6日、ベネズエラ・カラカスでプラカードを掲げるマドゥロ大統領の支持者ら(ゲッティ=共同)
 6日、ベネズエラ・カラカスでプラカードを掲げるマドゥロ大統領の支持者ら(ゲッティ=共同)

 【ロサンゼルス共同】米軍がベネズエラのマドゥロ大統領を拘束した3日未明の軍事作戦では巻き添えになった市民が犠牲になった。「何が起きているの」。亡くなった母親のそばで悲嘆に暮れる娘。親族は民間人の居住地域付近も攻撃対象になったと憤り「米政権に良心はない」と訴えた。

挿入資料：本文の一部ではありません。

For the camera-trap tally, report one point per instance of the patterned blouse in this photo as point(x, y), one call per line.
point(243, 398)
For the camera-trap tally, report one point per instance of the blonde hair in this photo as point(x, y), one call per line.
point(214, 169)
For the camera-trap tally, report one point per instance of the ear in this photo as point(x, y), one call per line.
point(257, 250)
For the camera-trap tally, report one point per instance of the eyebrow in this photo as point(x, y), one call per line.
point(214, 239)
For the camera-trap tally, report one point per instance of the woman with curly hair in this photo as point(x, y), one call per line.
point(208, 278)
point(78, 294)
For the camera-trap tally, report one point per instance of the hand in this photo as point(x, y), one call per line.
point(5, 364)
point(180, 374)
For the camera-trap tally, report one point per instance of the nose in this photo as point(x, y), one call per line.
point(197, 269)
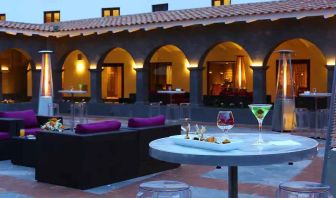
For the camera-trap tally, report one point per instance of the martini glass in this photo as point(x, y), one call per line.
point(260, 111)
point(225, 122)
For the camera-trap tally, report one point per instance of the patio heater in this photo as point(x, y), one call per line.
point(46, 85)
point(240, 79)
point(283, 118)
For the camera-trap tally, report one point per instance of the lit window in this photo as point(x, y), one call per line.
point(110, 12)
point(160, 7)
point(52, 16)
point(221, 2)
point(2, 17)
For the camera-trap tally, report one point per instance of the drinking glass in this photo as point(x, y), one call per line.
point(260, 111)
point(225, 122)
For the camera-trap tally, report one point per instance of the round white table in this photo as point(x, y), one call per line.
point(316, 96)
point(171, 93)
point(279, 148)
point(72, 93)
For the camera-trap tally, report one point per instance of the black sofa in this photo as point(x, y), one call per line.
point(12, 126)
point(86, 161)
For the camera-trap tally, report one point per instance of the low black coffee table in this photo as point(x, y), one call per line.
point(24, 151)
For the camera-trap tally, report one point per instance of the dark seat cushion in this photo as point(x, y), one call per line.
point(28, 116)
point(4, 136)
point(32, 131)
point(98, 127)
point(145, 122)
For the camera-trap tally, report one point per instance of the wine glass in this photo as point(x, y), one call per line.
point(260, 111)
point(225, 122)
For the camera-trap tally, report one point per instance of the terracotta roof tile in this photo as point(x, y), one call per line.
point(187, 15)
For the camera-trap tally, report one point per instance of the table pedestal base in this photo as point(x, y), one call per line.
point(233, 181)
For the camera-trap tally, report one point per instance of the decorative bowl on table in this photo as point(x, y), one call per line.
point(209, 143)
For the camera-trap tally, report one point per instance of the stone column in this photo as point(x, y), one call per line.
point(330, 76)
point(259, 84)
point(142, 86)
point(95, 79)
point(196, 86)
point(36, 77)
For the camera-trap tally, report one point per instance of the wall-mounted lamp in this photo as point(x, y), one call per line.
point(4, 68)
point(80, 64)
point(257, 63)
point(331, 62)
point(93, 66)
point(46, 85)
point(137, 66)
point(38, 67)
point(192, 65)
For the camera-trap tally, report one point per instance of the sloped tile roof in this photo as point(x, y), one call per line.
point(160, 19)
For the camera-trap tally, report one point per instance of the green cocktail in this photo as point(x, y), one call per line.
point(260, 111)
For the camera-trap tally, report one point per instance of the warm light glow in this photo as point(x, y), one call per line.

 コロンビアのメディアによると、同国出身でベネズエラの首都カラカス近郊に暮らす母娘は爆発音で目を覚まし、自宅を出た際に米軍の砲撃に巻き込まれた。

 母親ヨアナ・ロドリゲスさん(45)は即死。脚などを負傷した娘アナ・コリナ・モラレスさん(22)は、その場で親族に電話をかけ「恐ろしい」と絶望した。

 米メディアなどによると、米軍は軍施設や港のほか、2人の自宅近くの電波塔も攻撃した。通信の遮断が狙いだった可能性がある。攻撃による死者は軍関係者を含めて少なくとも80人に上った。

 長年、ベネズエラで貿易業を営んでいたロドリゲスさん。

 「こんな人生の終わり方はあんまりだ」と親族。「米政権は、ただ思うままに力を振るい、罪のない人命を軽視している」と非難した。